Siempre he considerado a Rob Zombie una mezcla entre el odioso Quentin Tarantino y el acabadísimo Tim Burton. Del primero toma esa cansina tendencia a "homenajear a través del hurto" a base de recrear y chupar del cine de los 70, sobrecargar las tintas con estirados y forzados diálogos macarras y rescatar a actores olvidados de aquellos tiempos. Del segundo, la manía de agotar los sentidos a base de un diseño de producción saturante y descontrolado. Por eso, la mayoría de sus películas (las de Burton y las de Zombie) son bonitas y espectaculares obras vacías. Todas salvo "Los renegados del diablo", que para algo es su trabajo más terrenal y soportable. O puede que "Halloween 2", que no porque sí es su peli más detestada (y donde, al contrario de lo expuesto, logró algo diferente pasándose muy sabiamente las normas del slasher por el forro).

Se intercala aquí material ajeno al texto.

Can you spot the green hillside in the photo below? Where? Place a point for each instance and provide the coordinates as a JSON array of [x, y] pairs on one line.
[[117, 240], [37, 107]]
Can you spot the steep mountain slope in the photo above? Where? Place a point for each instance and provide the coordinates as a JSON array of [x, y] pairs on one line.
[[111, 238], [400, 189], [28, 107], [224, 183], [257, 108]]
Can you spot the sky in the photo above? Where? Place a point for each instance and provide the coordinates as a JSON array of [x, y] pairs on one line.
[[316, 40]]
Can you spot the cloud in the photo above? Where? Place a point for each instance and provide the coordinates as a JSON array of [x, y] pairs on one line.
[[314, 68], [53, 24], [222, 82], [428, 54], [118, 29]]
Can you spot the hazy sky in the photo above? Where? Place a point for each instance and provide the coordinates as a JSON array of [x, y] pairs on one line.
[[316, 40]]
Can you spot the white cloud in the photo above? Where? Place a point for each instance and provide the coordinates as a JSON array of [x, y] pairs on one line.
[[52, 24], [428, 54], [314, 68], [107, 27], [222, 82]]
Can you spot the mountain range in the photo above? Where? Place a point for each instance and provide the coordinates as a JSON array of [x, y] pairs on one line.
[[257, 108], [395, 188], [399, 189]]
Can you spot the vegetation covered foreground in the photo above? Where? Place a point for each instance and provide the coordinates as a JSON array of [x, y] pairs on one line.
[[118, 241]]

Pero el resto... pues eso, mejunjes repletos de referencias, muy bellos pero previsibles. Quizás el más llamativo en ese sentido sea "Lords of Salem", una peli pretendidamente valiente pero, en esencia, sin alma y muy aburrida. Otra de las cosas malas del cine de Rob Zombie la tenemos en el hecho de que todas sus estridencias son tan premeditadas, pensadas y paridas únicamente para ser el más "cool" de la clase, que carecen del elemento del que, se supone, presumen. Algo que también vemos, y mucho, en su más reciente aportación, "31", medio financiada a base de crowdfunding y con muchas expectativas generadas a causa de sus espectaculares diseños que, sí, están todos en la peli... pero se quedan en eso, cosas que entran por los ojos, porque en lo narrativo es más de lo mismo. Solo que, por esta vez, el resultado está bastante consumible.

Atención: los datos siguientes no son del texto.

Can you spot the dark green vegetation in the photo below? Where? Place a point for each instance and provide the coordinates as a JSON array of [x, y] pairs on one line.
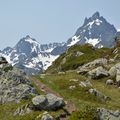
[[79, 95], [70, 60], [85, 103]]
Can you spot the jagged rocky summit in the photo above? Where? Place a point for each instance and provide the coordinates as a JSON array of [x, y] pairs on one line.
[[96, 31], [34, 58], [14, 84]]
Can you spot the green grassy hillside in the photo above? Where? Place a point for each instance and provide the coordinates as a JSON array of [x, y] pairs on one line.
[[70, 60]]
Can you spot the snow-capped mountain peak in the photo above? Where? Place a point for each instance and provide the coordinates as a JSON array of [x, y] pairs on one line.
[[30, 55], [96, 31]]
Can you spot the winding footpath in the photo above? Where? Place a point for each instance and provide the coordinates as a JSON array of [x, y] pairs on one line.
[[70, 107]]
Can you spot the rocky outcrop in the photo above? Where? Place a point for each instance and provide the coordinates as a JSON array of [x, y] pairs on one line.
[[98, 73], [105, 114], [47, 102], [14, 84], [109, 82], [98, 94], [115, 73], [44, 116], [25, 109], [86, 83], [91, 65]]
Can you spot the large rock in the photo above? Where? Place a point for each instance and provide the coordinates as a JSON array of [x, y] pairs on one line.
[[105, 114], [86, 83], [46, 116], [25, 109], [91, 65], [115, 73], [14, 84], [98, 94], [97, 73], [109, 82], [47, 102]]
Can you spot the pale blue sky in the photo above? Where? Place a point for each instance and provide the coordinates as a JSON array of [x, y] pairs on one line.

Lo que cuenta "31" lo hemos visto en unas cuantas otras pelis, destacando entre ellas el "Perseguido" con Schwarzenegger. Un grupo de personas son encerradas en un espacio en el que serán cazadas por asesinos para mayor gozo de una audiencia sedienta de sangre. Los primeros, como no podía ser de otro modo viniendo de su director, son una panda de hippies setenteros (la peli está ambientada en esa época) que dicen muchos tacos, son un poco golfos, sudan mogollón y levantan polvo con su furgoneta (todo muy "La matanza de Texas", film este del que vamos y venimos varias veces a lo largo de la proyección). Los segundos son una serie de tipos caracterizados grotesca y ridículamente, dignos de ser empaquetados en su respectivo blister (cosa esta que, en parte, es ya una realidad). El enano ataviado de Hitler que habla en "casteshano". Los payasos con sierra mecánica. El germano alto y desgarbado de largas chollas. Y, por supuesto, el mejor y más malo de todos, aquel con el que Rob Zombie logra, este sí, algo realmente carismático. Tal vez, justamente, por ser el menos exagerado del pack. Claro, semejante material obnubila a los gacetilleros ignorantes que corren a soltar palabras como "bizarro" o "trash", sin percatarse de la ubicuidad de todo ello y de que, en definitiva, están picando y haciéndole el juego al cineasta. Y los terceros... pues otro cliché más: Ricachos que pasan el finde jugando con vidas ajenas y apostando grandes sumas de dinero porque se aburren. Ya saben, los pobres son los buenos y los adinerados los malos... aunque dudo que Rob Zombie viva en una chabola.
La peli arranca bien, con una secuencia en blanco y negro en la que conocemos al asesino más chungo de todos, Doom-Head. Pero luego ya nos metemos en terreno Zombiano: imágenes en súper 8, diálogos barriobajeros de baratillo, chanismo de manual, muchos tacos, etc, etc. Los hippies protas son secuestrados y soltados en una fábrica abandonada para que comience el juego. Aquí fue cuando me desesperé, pensé "joder, ¿y esto va a ser el resto de la peli?, ¡que rollo!". Sin embargo, y contra todo pronóstico, aunque "31" no sale de esos esquemas ni por un instante, Rob Zombie logra que la cosa no sea demasiado aburrida, goce de cierto ritmo, sus pequeñas dosis de suspense y emoción y, en fin, que llegamos al final sin habernos arrancado la piel empujados por la desesperación. Supongo que ayudan y mucho los asesinos, ni que sea por ver con qué locura te sorprenderán. Y por verlos caer con ira y truculencia... porque, afín a las normas del Hollywood actual, cuando se trata de sangre, el tema se torna especialmente gráfico si hablamos de los malos... cosa esta que no se da tanto en el caso de los buenos. Curioso.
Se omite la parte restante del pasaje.